Data Engineering
Full-text search: multiple-choice review
Six questions that cut across the whole unit. Each one mirrors a call you make designing or debugging real search — not a definition to recite, but a tradeoff to weigh against the corpus, the write rate, and the SLO.
Confirm you can connect the inverted index, the analysis pipeline, BM25 relevance, the Postgres-vs-engine decision, and the operational traps (refresh latency, reindex migrations) into one model of how search actually behaves.
A query for 'running' returns zero results with no error in the logs. Documents were indexed with a stemming analyzer; the query path does not analyze the term the same way. What is the most likely root cause?
Why did modern engines move from raw TF-IDF to BM25 for term-frequency scoring?
A SaaS app on Postgres needs search over ~2M support tickets: keyword match, basic relevance, modest writes, low ops budget. What is the right default?
You picked GIN for a tsvector index.

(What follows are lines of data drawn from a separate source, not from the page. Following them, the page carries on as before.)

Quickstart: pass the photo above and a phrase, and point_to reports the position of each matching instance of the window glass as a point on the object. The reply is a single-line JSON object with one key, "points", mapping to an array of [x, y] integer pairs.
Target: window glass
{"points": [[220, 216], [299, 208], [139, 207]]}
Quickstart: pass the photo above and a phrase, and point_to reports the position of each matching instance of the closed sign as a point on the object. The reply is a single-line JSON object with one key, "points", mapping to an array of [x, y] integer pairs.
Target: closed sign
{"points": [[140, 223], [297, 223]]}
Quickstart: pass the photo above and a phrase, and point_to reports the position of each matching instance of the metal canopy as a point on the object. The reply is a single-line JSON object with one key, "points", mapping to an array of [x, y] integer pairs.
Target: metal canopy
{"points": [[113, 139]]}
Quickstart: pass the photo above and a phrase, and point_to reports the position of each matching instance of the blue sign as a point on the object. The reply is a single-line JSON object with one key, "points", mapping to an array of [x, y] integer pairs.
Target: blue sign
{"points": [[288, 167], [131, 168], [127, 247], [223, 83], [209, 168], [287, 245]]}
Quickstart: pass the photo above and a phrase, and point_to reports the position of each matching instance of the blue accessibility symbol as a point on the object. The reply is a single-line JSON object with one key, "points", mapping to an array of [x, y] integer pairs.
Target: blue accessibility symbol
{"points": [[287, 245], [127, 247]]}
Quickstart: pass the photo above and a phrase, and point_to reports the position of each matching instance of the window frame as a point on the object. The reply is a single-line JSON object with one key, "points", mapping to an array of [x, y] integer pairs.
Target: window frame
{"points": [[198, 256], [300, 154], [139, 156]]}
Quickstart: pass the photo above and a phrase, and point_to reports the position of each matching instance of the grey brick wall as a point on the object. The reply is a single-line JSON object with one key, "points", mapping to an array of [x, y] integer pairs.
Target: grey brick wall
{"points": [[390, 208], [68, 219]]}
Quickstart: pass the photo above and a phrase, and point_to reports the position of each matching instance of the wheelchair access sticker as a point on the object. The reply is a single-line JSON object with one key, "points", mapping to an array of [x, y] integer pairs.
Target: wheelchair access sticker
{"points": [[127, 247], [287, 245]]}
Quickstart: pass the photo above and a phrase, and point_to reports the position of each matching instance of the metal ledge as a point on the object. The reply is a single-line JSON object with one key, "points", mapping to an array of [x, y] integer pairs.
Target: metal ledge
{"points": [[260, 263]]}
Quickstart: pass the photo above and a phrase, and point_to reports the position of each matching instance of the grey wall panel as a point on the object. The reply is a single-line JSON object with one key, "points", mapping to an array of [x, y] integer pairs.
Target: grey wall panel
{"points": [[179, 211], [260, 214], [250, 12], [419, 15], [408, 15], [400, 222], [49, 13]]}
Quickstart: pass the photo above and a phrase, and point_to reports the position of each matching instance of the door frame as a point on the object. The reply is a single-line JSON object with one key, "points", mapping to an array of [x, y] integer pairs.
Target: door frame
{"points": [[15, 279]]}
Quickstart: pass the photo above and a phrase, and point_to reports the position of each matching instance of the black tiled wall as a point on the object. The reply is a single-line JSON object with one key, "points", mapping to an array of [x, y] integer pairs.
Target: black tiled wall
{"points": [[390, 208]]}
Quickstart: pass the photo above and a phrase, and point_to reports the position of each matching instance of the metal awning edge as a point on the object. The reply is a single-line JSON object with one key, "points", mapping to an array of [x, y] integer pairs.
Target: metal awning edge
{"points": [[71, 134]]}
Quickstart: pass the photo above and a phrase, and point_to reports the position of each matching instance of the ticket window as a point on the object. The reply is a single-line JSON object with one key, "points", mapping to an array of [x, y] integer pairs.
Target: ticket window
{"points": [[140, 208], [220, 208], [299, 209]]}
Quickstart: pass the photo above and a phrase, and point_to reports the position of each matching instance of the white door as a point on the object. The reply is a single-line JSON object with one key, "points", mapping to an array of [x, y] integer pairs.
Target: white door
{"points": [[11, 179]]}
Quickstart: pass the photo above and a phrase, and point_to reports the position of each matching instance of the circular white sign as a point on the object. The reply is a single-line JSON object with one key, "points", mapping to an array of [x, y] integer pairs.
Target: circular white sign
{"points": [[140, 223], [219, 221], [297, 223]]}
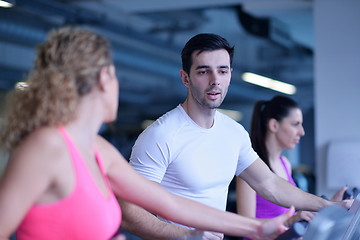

Months later, on a now write-heavy table, search latency degrades intermittently with no query change. What is the most likely mechanism?
An Elasticsearch service writes a document and immediately reads it back by search, intermittently getting a miss. The team assumed write-then-read consistency. What is happening?
You need to fix a stemming bug by changing an existing field's analyzer across 200M documents in Elasticsearch. What is the correct migration, and why?
The through-line: matching is tokens, not strings, so the same analyzer must run at index and query time or you get silent zero results; BM25 ranks the candidates the inverted index produces by saturating term frequency and normalizing length; Postgres GIN is the right default until you need facets, fuzziness, BM25 tuning, or scale, at which point GIN’s write-bloat versus GiST’s lossiness is the inside choice; and the operational traps — near-real-time refresh latency and the immutable-tokens reindex — are why you design behind a read alias from day one.